Last year at ASHG we had a lot of advice and feedback which had a big impact in what we decided to include in CAGI and how we organized it. This year it was more informational and people seem to be very excited about the experiment.

Is there a plan to disseminate the more effective methods to the larger community?

Virtually all the methods we know of are published already as methods papers or in a research paper where the methods have been described so I don't think we need to do anything to actually encourage the dissemination of methods themselves.
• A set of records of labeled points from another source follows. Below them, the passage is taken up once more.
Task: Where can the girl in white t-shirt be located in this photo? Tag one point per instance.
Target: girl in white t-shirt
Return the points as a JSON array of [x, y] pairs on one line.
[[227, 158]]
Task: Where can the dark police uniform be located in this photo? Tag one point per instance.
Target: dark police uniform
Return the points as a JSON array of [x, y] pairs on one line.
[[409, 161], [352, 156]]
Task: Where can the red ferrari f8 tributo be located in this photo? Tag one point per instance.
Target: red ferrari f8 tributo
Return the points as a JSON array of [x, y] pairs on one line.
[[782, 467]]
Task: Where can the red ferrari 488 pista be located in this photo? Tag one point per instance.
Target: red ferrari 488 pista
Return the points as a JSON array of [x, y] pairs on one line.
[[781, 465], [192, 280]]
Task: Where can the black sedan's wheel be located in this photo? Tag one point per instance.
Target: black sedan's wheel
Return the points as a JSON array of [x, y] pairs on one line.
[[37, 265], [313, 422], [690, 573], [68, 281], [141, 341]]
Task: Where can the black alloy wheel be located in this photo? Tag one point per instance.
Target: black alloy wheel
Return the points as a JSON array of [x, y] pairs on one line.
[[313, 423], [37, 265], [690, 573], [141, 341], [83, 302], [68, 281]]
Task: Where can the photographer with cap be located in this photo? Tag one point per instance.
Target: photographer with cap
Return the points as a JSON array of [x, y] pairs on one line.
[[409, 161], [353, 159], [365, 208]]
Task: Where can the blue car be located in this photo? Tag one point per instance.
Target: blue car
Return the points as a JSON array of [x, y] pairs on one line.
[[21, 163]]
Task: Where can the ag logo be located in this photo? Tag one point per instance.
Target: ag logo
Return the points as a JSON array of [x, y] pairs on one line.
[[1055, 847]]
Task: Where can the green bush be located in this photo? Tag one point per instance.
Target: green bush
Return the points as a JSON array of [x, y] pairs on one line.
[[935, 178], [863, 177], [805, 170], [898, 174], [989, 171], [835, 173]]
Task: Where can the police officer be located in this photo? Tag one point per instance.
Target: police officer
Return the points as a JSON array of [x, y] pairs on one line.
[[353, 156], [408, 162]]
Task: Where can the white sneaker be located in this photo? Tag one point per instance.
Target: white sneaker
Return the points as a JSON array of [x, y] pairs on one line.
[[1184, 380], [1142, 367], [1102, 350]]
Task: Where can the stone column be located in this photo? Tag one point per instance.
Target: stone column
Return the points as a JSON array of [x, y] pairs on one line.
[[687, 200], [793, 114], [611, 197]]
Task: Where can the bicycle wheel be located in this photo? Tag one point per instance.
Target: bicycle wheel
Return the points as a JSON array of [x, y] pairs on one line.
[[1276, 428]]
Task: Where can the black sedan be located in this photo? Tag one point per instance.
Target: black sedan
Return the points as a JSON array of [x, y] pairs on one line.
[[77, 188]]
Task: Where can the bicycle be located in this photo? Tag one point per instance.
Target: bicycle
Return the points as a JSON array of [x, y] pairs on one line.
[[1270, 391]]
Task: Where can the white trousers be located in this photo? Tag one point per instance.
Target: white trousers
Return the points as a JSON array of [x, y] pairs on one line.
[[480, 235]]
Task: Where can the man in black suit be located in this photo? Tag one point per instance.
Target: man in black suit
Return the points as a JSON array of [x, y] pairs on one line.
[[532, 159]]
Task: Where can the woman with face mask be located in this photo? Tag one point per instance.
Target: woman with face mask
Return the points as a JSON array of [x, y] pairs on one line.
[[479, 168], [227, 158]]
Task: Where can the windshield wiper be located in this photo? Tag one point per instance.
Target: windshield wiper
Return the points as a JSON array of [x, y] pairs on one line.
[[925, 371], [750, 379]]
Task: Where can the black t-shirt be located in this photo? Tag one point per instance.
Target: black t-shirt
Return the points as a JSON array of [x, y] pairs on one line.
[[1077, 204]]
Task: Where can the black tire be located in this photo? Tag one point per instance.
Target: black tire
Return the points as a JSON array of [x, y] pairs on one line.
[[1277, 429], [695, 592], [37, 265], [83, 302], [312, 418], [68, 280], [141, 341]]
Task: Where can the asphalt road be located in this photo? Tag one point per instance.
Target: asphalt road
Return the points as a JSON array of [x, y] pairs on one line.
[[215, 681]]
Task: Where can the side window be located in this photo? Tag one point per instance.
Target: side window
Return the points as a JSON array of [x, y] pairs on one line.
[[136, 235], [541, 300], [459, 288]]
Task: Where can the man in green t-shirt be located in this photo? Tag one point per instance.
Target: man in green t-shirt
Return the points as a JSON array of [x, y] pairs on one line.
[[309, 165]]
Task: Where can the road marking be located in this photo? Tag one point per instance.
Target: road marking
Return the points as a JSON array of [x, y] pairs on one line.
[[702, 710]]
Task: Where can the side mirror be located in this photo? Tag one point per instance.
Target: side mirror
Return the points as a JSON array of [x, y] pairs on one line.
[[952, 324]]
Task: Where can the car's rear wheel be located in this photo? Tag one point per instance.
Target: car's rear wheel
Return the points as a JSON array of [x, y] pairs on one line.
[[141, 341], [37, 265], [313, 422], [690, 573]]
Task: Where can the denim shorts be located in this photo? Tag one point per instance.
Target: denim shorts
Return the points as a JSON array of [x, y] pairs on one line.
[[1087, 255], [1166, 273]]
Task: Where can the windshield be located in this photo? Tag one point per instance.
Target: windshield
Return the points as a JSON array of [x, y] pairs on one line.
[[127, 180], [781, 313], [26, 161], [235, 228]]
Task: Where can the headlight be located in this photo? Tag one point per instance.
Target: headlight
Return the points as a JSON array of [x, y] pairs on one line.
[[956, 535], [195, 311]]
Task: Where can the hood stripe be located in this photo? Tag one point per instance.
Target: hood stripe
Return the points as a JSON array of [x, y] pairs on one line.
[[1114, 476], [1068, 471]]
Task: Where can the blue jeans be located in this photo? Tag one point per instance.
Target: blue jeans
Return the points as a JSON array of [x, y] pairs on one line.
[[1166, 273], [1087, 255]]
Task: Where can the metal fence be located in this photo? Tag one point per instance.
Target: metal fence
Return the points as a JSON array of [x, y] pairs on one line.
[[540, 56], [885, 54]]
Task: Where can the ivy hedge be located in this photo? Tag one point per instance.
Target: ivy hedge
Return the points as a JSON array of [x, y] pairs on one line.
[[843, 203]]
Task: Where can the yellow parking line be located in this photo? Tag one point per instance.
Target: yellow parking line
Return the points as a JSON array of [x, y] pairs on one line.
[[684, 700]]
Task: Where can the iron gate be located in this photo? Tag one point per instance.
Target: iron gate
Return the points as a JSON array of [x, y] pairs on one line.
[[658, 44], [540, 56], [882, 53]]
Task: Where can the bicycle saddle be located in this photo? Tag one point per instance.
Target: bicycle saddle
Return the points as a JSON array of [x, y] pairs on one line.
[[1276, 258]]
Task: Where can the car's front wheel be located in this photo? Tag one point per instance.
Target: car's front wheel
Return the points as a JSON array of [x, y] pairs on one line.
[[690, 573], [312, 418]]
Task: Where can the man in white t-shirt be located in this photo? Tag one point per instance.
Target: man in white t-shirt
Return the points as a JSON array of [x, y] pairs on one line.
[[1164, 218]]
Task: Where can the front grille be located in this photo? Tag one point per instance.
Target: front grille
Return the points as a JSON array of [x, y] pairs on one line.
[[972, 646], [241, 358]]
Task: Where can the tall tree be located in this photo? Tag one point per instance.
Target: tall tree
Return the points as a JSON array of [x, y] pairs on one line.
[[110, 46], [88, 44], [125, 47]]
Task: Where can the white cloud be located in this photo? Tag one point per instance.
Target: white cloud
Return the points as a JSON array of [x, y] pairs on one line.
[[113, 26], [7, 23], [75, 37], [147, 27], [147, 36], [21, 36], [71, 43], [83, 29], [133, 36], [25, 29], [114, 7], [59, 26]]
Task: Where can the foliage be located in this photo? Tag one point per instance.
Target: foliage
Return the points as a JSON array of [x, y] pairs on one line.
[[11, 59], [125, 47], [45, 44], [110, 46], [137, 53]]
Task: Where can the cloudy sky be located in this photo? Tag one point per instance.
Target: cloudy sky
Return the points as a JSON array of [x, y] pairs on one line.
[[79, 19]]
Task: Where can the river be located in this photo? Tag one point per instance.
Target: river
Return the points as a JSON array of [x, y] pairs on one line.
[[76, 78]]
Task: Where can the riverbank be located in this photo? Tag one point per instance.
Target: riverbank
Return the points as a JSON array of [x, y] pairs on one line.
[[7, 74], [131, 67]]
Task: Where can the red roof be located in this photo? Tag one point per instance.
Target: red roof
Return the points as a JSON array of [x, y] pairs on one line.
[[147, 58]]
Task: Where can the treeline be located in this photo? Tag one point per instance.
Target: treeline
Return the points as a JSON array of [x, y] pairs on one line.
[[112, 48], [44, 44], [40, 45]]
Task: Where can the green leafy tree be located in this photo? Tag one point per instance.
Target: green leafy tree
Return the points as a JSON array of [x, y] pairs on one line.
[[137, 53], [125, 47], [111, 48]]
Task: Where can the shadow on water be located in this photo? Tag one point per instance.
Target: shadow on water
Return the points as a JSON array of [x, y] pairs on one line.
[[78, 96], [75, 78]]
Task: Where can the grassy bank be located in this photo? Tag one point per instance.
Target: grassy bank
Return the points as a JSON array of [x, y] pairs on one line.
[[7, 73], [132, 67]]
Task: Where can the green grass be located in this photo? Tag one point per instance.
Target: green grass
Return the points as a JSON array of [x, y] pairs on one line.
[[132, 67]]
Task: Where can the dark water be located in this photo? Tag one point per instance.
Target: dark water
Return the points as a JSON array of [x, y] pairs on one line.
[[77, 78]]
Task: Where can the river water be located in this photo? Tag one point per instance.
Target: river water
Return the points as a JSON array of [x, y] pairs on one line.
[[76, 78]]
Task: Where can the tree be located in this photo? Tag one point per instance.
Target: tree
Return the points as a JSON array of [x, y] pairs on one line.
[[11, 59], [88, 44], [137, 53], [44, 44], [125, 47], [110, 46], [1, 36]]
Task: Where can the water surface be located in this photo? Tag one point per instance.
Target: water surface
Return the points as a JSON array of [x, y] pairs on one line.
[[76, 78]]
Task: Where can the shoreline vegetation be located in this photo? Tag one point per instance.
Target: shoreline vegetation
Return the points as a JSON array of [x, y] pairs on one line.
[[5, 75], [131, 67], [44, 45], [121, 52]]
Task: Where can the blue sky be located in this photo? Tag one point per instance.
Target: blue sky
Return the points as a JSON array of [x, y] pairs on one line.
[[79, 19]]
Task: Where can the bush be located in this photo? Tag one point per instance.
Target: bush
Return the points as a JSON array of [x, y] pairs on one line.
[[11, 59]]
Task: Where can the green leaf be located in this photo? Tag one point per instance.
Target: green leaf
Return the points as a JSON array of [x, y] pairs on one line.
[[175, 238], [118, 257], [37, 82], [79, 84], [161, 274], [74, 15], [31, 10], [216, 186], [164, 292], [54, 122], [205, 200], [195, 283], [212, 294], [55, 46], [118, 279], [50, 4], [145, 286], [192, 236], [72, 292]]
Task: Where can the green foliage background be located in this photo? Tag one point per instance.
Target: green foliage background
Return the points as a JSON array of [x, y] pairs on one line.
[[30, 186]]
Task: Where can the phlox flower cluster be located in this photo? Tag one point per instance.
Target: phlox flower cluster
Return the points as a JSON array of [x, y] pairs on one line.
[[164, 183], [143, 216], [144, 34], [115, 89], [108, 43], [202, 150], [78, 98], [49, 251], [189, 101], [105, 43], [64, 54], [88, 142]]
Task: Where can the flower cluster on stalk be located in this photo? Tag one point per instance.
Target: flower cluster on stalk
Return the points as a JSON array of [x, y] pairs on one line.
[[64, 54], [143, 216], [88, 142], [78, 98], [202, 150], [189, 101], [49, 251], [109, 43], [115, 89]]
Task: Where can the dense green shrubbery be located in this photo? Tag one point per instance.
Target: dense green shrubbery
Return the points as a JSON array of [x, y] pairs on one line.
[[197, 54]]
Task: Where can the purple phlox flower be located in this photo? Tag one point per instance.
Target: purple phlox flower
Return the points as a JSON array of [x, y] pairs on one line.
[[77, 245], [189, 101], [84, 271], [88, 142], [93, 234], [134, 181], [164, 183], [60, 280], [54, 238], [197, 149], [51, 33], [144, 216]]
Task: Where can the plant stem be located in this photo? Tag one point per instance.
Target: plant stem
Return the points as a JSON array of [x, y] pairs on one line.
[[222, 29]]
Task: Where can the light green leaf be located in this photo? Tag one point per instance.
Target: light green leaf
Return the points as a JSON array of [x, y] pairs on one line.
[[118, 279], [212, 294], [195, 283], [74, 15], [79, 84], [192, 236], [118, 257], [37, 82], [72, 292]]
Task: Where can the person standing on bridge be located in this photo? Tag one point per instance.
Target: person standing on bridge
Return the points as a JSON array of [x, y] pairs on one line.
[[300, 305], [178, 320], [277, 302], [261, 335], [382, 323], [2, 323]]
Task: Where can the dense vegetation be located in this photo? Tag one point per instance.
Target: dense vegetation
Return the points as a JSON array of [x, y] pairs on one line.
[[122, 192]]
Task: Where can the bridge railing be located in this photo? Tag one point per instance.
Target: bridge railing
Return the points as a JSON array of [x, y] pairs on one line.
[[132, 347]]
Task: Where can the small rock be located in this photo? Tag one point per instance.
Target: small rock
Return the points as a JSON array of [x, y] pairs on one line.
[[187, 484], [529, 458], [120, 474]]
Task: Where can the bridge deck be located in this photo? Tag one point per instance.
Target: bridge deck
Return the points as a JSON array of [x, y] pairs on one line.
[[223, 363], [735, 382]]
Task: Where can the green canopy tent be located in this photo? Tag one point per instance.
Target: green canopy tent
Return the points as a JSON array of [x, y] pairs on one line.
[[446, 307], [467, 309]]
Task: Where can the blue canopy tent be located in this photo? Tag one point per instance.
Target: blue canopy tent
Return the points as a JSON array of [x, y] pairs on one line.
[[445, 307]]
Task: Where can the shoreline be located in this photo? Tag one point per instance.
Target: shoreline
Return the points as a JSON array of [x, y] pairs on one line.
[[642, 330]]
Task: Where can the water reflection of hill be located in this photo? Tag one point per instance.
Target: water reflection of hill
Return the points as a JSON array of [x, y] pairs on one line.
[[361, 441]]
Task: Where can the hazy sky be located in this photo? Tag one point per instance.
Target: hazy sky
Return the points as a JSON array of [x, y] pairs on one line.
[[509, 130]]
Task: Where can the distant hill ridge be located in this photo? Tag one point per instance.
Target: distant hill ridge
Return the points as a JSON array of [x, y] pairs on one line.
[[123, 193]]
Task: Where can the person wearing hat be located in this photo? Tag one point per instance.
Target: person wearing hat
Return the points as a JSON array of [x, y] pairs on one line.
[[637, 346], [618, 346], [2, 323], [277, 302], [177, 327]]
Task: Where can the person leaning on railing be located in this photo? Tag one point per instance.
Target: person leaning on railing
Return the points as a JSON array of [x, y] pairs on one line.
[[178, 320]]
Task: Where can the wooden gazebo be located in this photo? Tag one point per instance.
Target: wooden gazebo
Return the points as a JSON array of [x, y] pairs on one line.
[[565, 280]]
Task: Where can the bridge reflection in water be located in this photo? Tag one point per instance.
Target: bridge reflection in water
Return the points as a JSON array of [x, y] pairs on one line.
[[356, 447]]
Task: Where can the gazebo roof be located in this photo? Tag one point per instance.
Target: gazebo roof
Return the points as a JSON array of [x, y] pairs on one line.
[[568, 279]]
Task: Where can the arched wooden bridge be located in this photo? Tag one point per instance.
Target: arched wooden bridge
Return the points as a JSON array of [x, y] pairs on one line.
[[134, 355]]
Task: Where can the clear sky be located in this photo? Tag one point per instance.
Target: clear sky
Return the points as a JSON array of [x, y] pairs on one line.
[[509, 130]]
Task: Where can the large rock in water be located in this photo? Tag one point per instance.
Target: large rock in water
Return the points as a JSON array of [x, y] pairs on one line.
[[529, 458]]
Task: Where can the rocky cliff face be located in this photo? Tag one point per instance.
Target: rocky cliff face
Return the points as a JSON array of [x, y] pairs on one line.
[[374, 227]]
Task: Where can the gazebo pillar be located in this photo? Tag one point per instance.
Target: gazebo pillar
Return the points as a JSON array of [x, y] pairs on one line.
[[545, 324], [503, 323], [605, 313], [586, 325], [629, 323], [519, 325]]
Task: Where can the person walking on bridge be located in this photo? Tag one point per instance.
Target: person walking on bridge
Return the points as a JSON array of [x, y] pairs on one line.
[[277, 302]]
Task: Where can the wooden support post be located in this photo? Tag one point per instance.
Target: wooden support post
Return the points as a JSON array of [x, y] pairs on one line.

What we do plan to do is have one or more papers which describe the outcome of CAGI.

What CASP has actually done historically is have an entire issue of the journal Protein which is entirely devoted to the outcome of the CASP experiment. We don’t know yet whether CAGI will have enough participants this year to merit that but we certainly think there will be at least one article which summarizes the results and potentially a series of articles if we have a significant number of contributors.

Is there any funding for this year's challenge?

At this point, there is no funding involved. People are doing the predictions with their own resources, attending the meeting with their own resources. We have a nominal registration fee for the meeting, but really there is no funding at all.

Do you plan to apply for funding?

We are going to see how the experiment goes and whether it's worth continuing in the future. I expect it will be, but we will see what sort of support would be most appropriate both for the meeting itself and also for being able to do the collection of the datasets and dissemination to predictors and collection for assessors.

We would like to be able to provide for students and postdocs to come to the meeting and to ensure better outreach to groups which may not otherwise be likely to participate. The other thing is that for CASP, what ended up being important was having an actual group of people who worked year round organizing the datasets, building infrastructure to analyze the datasets, building tools to assist the assessors, and also providing support for the assessors to come to the meeting and making sure they have support in doing their assessment.

Generally speaking, what are some trends you are seeing in the genome interpretation field?

The main thing is that there has been a dramatically increased demand for accurate methods. On the research end, because it's possible to sequence large numbers of exomes and genomes, when you find variants, you want to know [which] one is likely to be phenotypically interesting.

There are also demands arising from clinical applications. Increasingly when an individual has what appears to be a genetic disease that is not properly diagnosed, people [turn] to sequencing the exomes or genomes of the individuals and finding variants and they want to know what to do with them.

In general, the variants that are found are of unknown significance and having these methods work better can give clues as to how to interpret them better, which ones may be more interesting to explore, and perhaps to be able to decide what direction to guide the patient.

I have been told by clinicians that they are routinely using these methods as part of their pathway for analyzing variants that they discover. I also know that the methods they are using are very unsatisfactory by and large and that they don’t tell them everything they need to know. It's either they are insufficiently sensitive or insufficiently specific. Our hope is that this community experiment will help us actually understand where the strengths lie and how they can be improved in the future.